1289  Time-Series Database Fundamentals

1289.1 Learning Objectives

By the end of this chapter, you will be able to:

  • Explain why traditional databases fail for high-velocity IoT time-series data
  • Describe the core design principles of time-series database architecture
  • Understand LSM trees, columnar storage, and time-based partitioning
  • Calculate write amplification and compression ratios for different storage approaches
  • Identify the key characteristics that make time-series workloads unique
TipMVU: Minimum Viable Understanding

Core concept: Time-series databases are purpose-built storage systems optimized for timestamped data with high write throughput, time-based queries, and efficient compression. Why it matters: IoT sensors generate millions of readings per hour; traditional databases collapse under this load while TSDBs handle it with 10-100x better performance and 90%+ storage savings. Key takeaway: Time-series databases use fundamentally different architectures (LSM trees, columnar storage) that eliminate the write amplification problem plaguing traditional databases with IoT workloads.

1289.2 Introduction

Your smart factory generates about 18 million sensor readings per hour (5,000 sensors x 3,600 s/hour at 1 Hz) from temperature, vibration, and pressure sensors across production lines. Traditional relational databases struggle: sustained writes and time-range queries slow to a crawl, and your operations team misses critical anomalies because dashboards can’t refresh fast enough.

This is the time-series data challenge: extremely high write volumes, time-based queries, and the need for real-time analytics. Standard databases like MySQL or PostgreSQL weren’t designed for this workload. They optimize for transactional consistency and complex relationships, not the append-only, time-stamped nature of sensor data.

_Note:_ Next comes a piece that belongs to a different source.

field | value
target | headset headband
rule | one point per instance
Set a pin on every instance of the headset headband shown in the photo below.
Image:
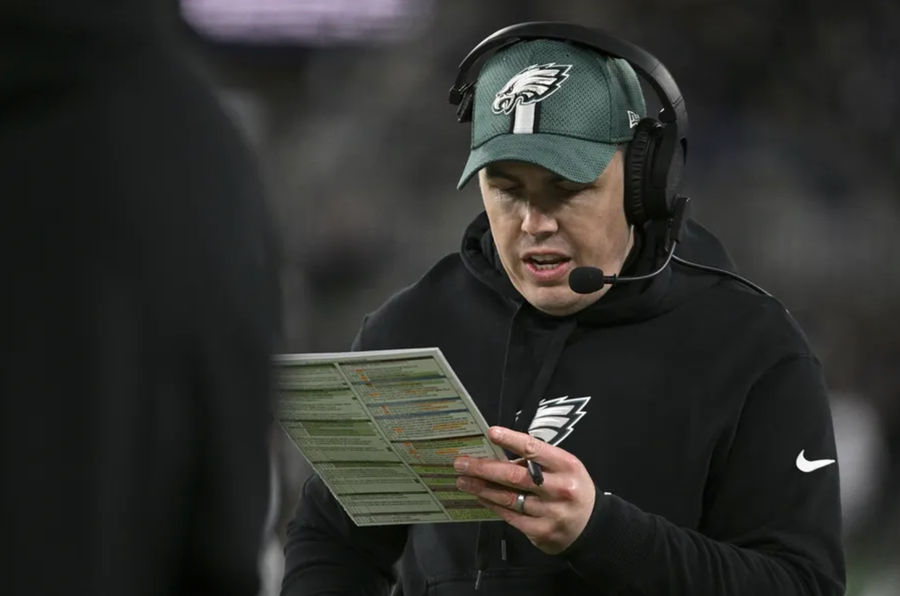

Time-series databases (TSDBs) solve this problem with specialized architectures: write-optimized storage engines, time-based indexing, built-in downsampling, and query languages designed for temporal analysis. Compared to a generic time-series schema in a traditional database, they often sustain much higher ingest rates and reduce long-term storage via compression and tiered retention.

This chapter explores the fundamental architecture of time-series databases and why traditional databases fail for IoT workloads.

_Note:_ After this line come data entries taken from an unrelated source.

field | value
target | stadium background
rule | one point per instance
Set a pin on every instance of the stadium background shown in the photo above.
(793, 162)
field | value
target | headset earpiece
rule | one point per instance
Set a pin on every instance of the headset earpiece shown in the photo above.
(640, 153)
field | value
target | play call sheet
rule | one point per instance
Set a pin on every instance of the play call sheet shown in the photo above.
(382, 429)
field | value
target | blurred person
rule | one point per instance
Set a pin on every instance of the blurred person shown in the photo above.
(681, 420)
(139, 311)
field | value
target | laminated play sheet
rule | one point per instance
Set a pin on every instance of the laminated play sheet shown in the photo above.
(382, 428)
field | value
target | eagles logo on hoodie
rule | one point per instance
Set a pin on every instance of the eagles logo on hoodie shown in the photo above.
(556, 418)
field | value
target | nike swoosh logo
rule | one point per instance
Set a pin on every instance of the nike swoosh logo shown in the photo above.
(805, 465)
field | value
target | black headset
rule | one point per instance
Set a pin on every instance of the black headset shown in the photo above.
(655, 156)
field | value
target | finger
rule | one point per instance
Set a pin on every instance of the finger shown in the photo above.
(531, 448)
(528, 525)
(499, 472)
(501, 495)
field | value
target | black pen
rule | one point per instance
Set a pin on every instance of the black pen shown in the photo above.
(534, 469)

Time-series data is a sequence of data points indexed by time. Think of your fitness tracker: it records your heart rate every second throughout your run. Each measurement has two parts:

  • Timestamp: When the measurement was taken (2025-12-15 09:30:15)
  • Value: What was measured (heart rate = 145 bpm)

Your tracker might collect 3,600 heart rate readings during a 1-hour run. If it records continuously at 1 Hz, that’s 86,400 readings per day and about 31.5 million readings per year for heart rate alone–and modern trackers measure dozens of metrics simultaneously.

IoT systems face this same challenge at massive scale: smart buildings with thousands of sensors, industrial facilities with hundreds of thousands of measurement points, or connected vehicles transmitting hundreds of parameters every second.

Why regular databases struggle: - They’re designed for data that gets updated frequently (like your account balance) - IoT data is almost never updated–only inserted (append-only pattern) - Queries like “show me the average temperature over the last hour” are inefficient in row-based databases - Storage explodes because general-purpose databases don’t compress time-series data well

Time-series databases are specifically engineered for this pattern: massive write volumes, rare updates, time-based queries, and excellent compression.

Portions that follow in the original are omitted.